According to a timestamped update (link in Chinese) last month, BYD Auto Industry, a subsidiary of the BYD group confirmed in a paragraph about the scope of its business activities. The section now lists activities not typically associated with an automaker: shipping operations, freight forwarding, international shipping agency services, and port cargo handling. (BYD did not respond to a request for comment from Quartz.)

The Tianyancha update suggests BYD is looking to establish a foothold in global shipping. And it represents another push by the company to establish its dominance throughout the automotive supply chain.

BYD has honed its vertical integration strategy for years, starting as a maker of mobile phone batteries before making other electronics, car components and eventually electric vehicles. That playbook has worked well in the competitive field of electric vehicles.

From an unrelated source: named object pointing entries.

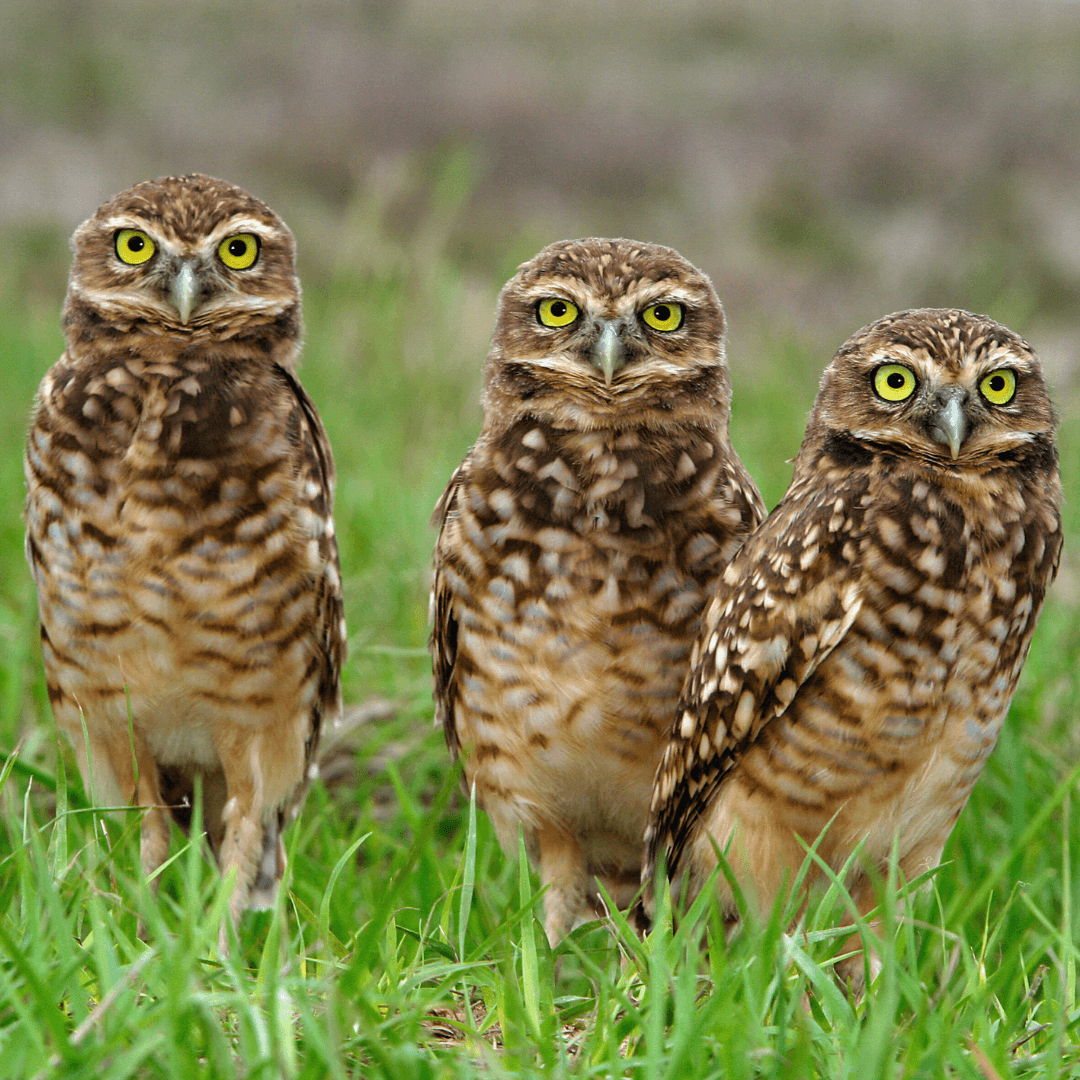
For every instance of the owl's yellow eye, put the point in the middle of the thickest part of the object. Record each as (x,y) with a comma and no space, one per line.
(556,312)
(663,316)
(239,252)
(894,382)
(999,388)
(134,246)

“[BYD] has mastered the core technologies of the entire industrial chain of new energy vehicles, such as batteries, motors, and electronic controls,” Wang Chuanfu, BYD’s president, once told Forbes.

BYD is already looking to buy lithium mines in Africa and has secured a contract for lithium extraction in Chile, as lithium is an integral part of EV batteries. BYD has become a leading producer of batteries for electric vehicles, including supplying competitors such as Tesla and Toyota, and is expanding its battery production capacity from approximately 285 gigawatt hours (GWh) in 2022 to approximately 445 GWh by the end of this year. year.

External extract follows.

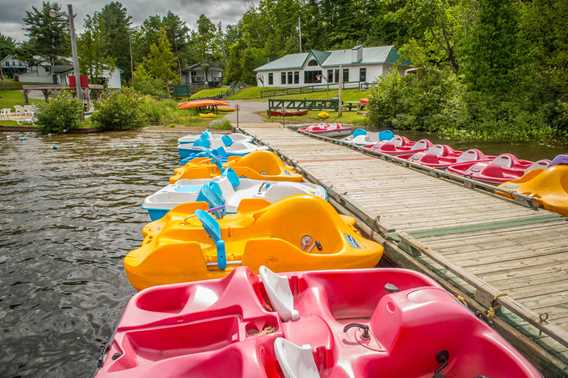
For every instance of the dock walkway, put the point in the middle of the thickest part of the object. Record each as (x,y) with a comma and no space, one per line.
(508,262)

“BYD is probably the most vertically integrated [auto] company,” said Lei Xing, a US-based auto analyst and co-host of the China EVs and More podcast. “There is nowhere else to go to vertically integrate other than to [buy] their own ships… And it’s not out of the question that BYD becomes a supplier that you can ship for other people, competitors.”

BYD isn’t the only Chinese automaker getting into the shipping business.

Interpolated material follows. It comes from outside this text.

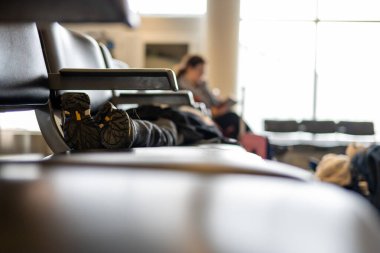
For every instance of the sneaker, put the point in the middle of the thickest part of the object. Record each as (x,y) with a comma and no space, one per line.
(80,131)
(116,127)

Last July, SAIC Motor, the state-owned automaker, partnered with Chinese shipping giant COSCO and port operator Shanghai International Port Group to set up Guangzhou Yuanhai Car Carrier Transportation, described as a “vehicle supply chain” company ( link in Chinese) .

For China, expanding its homegrown vehicle shipping capacity is seen as critical to increasing the global footprint of its auto industry.

The urgency for reliable shipping has become particularly acute as Chinese auto exports have skyrocketed in the past two years. According to Chinese customs statistics, the value of vehicle exports in the third quarter of 2022 was $12.7 billion, more than five times that of the same period in 2020.

However, over the same period, growth in global car-carrying vessel capacity lagged far behind, according to data from shipping service provider Clarksons, cited by Bloomberg.

Of the roughly 750 auto carriers operating around the world, China currently only operates a fleet of 10 such ships capable of long-distance sea voyages, according to automotive logistics company Changjiu Logistics (Chinese link, pdf).